Ama bu sorunun ciddiliğini fark etmiş miyiz?
Hoca, şöyle diyor: “Biz ne yazık ki, dış güçlerin ayartısına, bazı iç güçlerin de kendi egemen konumlarının bozulmaması için yaptıkları baskılar sonucu, insan yetiştirme sorununu çok geri planlara attık; belki de amaçlar arasından çıkardık.”
“Dış güçler, iç güçler”: Demek ki, kalkınmanın bağımsızlıkla da ilişkisi var.

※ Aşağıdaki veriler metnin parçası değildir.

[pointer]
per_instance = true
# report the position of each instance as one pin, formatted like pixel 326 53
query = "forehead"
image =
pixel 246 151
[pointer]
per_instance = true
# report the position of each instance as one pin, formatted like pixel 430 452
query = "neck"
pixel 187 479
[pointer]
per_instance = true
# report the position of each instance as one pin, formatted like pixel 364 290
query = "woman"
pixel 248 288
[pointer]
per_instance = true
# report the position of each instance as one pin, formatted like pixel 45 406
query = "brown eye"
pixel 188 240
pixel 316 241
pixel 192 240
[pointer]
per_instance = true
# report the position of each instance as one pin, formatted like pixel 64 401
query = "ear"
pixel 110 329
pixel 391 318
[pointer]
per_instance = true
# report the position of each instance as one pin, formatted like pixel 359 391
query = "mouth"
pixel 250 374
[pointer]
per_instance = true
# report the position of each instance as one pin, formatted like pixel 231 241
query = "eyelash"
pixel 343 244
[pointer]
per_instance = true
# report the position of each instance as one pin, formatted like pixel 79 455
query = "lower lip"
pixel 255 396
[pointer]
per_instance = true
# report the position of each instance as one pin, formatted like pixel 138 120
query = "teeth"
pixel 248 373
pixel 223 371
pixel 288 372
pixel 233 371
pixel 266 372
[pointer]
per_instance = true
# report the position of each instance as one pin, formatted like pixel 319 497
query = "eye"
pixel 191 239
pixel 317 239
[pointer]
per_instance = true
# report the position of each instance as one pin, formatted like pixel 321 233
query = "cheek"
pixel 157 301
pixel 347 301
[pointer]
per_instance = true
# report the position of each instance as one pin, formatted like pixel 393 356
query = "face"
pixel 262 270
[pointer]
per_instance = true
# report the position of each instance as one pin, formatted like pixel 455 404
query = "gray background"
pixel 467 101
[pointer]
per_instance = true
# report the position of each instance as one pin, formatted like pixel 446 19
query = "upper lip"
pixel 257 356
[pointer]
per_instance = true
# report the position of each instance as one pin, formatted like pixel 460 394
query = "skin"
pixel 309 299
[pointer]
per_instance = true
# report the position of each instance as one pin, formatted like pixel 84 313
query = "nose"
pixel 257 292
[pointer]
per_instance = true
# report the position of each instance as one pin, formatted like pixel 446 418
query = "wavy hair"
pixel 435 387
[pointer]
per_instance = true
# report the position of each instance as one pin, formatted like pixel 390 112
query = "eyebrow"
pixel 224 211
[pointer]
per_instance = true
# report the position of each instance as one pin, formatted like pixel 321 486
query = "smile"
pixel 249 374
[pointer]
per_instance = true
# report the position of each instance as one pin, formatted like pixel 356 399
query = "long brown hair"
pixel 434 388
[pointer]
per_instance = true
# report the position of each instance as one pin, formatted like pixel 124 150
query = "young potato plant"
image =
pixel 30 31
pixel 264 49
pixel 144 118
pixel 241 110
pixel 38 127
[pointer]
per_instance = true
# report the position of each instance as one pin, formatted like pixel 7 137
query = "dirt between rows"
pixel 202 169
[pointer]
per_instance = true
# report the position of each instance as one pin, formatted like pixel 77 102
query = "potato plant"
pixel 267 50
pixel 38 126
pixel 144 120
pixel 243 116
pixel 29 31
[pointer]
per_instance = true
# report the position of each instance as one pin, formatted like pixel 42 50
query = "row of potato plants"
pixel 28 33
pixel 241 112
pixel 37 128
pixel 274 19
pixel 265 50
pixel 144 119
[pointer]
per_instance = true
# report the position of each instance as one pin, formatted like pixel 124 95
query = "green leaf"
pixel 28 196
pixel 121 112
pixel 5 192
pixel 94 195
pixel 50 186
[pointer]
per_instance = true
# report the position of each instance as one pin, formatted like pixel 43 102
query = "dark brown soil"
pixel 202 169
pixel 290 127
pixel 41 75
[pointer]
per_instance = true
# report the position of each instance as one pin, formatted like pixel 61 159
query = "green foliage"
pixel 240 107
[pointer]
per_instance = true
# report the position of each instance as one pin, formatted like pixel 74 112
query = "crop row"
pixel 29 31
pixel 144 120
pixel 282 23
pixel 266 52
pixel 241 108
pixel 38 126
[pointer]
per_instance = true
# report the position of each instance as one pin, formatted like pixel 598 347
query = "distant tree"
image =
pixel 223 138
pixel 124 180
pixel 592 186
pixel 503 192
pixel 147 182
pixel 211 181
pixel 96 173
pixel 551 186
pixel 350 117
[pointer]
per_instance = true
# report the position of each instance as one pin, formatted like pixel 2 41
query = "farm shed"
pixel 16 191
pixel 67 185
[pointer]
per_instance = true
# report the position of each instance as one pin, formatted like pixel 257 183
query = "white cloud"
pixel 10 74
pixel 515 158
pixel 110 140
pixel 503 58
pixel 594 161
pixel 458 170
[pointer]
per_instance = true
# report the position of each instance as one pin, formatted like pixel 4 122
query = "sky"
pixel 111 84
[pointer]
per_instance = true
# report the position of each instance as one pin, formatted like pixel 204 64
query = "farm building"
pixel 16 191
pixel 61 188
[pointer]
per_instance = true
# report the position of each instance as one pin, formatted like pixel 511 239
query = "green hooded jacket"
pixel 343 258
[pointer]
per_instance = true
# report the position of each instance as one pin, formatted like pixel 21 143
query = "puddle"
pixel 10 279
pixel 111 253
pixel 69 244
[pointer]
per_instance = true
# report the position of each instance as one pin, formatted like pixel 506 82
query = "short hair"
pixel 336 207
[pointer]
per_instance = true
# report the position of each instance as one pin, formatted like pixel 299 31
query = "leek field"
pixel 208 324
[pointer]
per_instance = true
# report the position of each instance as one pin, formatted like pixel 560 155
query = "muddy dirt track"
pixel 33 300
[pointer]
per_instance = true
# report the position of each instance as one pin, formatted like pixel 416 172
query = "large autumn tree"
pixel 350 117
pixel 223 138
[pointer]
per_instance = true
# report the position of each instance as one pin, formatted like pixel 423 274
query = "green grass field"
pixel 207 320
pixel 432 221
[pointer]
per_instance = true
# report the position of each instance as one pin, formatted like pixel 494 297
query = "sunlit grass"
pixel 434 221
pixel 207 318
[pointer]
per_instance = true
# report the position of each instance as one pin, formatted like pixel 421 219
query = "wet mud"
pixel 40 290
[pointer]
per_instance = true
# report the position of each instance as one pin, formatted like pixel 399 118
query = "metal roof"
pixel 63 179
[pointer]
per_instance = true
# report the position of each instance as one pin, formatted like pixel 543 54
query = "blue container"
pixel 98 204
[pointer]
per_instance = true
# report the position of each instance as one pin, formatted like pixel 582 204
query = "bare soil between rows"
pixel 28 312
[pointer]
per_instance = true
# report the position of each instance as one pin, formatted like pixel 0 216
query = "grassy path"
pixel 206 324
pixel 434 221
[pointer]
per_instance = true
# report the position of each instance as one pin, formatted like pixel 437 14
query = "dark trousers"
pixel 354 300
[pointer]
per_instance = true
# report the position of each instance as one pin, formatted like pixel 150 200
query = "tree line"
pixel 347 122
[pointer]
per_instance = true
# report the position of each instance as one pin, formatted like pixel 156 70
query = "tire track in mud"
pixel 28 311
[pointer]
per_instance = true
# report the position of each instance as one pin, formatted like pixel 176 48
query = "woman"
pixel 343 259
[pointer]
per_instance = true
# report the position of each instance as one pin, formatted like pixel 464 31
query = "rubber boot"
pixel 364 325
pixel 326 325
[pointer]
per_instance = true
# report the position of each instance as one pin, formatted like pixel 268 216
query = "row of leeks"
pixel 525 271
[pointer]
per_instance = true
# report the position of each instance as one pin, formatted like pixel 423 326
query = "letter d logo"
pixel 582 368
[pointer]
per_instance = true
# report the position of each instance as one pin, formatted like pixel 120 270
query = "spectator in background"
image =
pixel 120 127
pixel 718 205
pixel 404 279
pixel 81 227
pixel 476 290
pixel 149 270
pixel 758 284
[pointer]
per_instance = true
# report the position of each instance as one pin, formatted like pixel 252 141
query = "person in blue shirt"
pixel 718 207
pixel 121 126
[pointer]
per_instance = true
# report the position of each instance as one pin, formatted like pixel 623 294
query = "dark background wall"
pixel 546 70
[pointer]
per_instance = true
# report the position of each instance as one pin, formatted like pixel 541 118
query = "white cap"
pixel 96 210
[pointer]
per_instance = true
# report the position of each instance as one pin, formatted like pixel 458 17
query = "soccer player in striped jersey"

1838 yılında İngilizlerle imzalanan bir Ticaret Anlaşması, Türkiye’ye bol ödün verirken ülkeyi Batı’nın açık pazarı haline getirecek bir çığır açar. Bağımsız Osmanlı ekonomisinin sömürgeleşme süreci başlamıştır: Türkiye, emperyalizmin boyunduruğunda sömürge tipi, “yarı feodal-yarı kapitalist” bir ekonomi olup çıkar. Osmanlı’nın borçlarını güvenceye bağlamak için de, “Düyunu Umumiye” kurulur (1881). İmparatorluk, 1. Dünya Savaşı’nın sonunda batarken boynunda bu borçların zincirleri de vardır.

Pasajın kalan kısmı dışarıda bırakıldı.